I'm not so sure how you're going to take my answer, but I'm going to give it to you anyway.
Lost voice? Write it to find it.
I told someone today that I lose my voice several times in every story I write. I go off on tangents, wander down rabbit trails, chase pirates. Inevitably, I end up back where I started, wondering where my voice went.
What do I sound like? Not Stephen or J.K. or Ted. What do I sound like? Not Madeleine, not James, not Orson or Oscar. Me. Jennifer.
The best way I've found to return to my voice is to park my backside in a chair and write. Notice I said "return to my voice". We tend to be the ones who leave, who deviate from our true nature.
I don't think it's done deliberately, at least, not most of the time. In response to one comment I got from yesterday, I replied that I think we try to emulate others because we respect their brilliance and their success. And there's nothing wrong with trying on a few different writing hats now and then. Nor is there anything wrong with having more than one voice (I have several. The talk to me often, usually at the same time. It gets rather confusing.) The best thing for us to do is to create our own brilliance, have confidence in that brilliance, and forge our own success.
To do that, we must write.
I mean, write with all the passion and guts and desperation you have in you. Pull out a note pad and some pens and just write. Shut yourself away and type furiously about whatever pops in your mind. Spit it out until you pick it up, wipe off the blood and sweat and say, "Wow. That's me?"
Yep. That's you.
The real you. YOUR unique, authentic voice.
The trick is to keep it.
Trust me, it is a trick and sometimes I have to just sit down and write a bunch of gibberish until I fall into my voice.

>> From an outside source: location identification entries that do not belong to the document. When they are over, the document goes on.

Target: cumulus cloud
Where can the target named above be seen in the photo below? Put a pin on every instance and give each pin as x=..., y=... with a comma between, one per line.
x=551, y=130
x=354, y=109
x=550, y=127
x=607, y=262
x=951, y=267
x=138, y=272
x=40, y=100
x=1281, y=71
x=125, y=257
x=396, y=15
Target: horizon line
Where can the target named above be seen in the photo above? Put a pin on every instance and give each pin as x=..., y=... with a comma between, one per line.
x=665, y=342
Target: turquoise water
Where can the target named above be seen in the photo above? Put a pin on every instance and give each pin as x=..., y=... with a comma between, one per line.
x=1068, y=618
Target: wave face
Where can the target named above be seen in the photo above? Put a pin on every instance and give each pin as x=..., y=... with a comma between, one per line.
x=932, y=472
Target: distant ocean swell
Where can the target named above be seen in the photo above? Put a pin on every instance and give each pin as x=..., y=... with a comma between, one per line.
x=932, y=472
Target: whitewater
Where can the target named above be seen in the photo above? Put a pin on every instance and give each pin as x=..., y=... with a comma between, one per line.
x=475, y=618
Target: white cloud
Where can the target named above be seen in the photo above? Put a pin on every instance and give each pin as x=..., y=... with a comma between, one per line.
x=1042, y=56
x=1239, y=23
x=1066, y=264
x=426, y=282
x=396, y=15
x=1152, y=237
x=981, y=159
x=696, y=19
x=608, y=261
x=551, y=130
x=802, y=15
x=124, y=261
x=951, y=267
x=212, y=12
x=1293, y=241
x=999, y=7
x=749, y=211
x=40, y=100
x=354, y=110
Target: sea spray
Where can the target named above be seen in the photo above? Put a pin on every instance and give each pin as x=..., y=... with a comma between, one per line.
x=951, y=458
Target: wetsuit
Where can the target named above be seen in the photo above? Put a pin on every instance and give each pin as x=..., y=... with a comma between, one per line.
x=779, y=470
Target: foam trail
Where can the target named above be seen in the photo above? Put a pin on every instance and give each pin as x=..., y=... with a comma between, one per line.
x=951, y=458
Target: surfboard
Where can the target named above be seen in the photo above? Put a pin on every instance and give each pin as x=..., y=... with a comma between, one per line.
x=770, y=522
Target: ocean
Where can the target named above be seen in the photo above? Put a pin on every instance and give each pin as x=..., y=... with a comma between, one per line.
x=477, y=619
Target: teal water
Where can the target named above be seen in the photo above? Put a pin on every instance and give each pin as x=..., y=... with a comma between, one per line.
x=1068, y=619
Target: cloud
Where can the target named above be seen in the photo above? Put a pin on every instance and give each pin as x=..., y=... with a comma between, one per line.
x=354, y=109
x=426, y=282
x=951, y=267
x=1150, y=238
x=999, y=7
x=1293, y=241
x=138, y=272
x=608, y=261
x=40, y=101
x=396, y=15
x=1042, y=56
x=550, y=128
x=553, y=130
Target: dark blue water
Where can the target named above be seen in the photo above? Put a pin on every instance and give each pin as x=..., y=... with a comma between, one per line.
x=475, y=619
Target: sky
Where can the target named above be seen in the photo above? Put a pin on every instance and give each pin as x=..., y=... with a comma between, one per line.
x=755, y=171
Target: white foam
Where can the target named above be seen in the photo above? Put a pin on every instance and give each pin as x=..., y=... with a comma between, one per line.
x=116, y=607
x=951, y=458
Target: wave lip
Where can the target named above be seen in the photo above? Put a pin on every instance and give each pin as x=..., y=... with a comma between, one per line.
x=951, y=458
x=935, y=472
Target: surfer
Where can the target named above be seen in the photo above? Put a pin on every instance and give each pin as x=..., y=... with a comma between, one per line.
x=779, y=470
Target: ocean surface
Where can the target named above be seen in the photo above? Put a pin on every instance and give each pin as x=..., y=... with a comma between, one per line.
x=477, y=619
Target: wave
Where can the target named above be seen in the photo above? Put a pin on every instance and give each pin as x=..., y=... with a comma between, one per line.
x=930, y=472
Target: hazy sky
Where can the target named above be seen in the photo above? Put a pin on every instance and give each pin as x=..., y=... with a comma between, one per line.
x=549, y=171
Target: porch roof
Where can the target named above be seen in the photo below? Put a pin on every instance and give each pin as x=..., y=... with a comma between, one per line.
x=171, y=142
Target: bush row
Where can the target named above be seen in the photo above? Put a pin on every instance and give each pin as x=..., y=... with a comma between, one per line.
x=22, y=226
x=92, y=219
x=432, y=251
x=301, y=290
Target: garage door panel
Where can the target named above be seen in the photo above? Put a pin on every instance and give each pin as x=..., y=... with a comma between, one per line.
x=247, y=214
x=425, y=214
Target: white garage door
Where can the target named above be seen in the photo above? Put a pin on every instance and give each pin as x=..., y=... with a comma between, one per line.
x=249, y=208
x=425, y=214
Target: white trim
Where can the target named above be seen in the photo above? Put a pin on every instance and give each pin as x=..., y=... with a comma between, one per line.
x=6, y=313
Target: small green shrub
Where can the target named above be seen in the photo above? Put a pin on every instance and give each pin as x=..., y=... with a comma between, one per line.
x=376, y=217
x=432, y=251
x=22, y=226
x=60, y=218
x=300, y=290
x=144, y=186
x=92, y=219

When that happens, you'll know. You feel a sense of peace and ease with your words. They flow. They may not be perfect, but they're yours and once out, you can manipulate them however they need to go.
Next time you feel your voice has gone flat (or south), write your guts out and see what happens. You may just find that you caught up with your voice on that lonely trail. And you'll get to see some great scenery along the way!
Go forth and be fabulous!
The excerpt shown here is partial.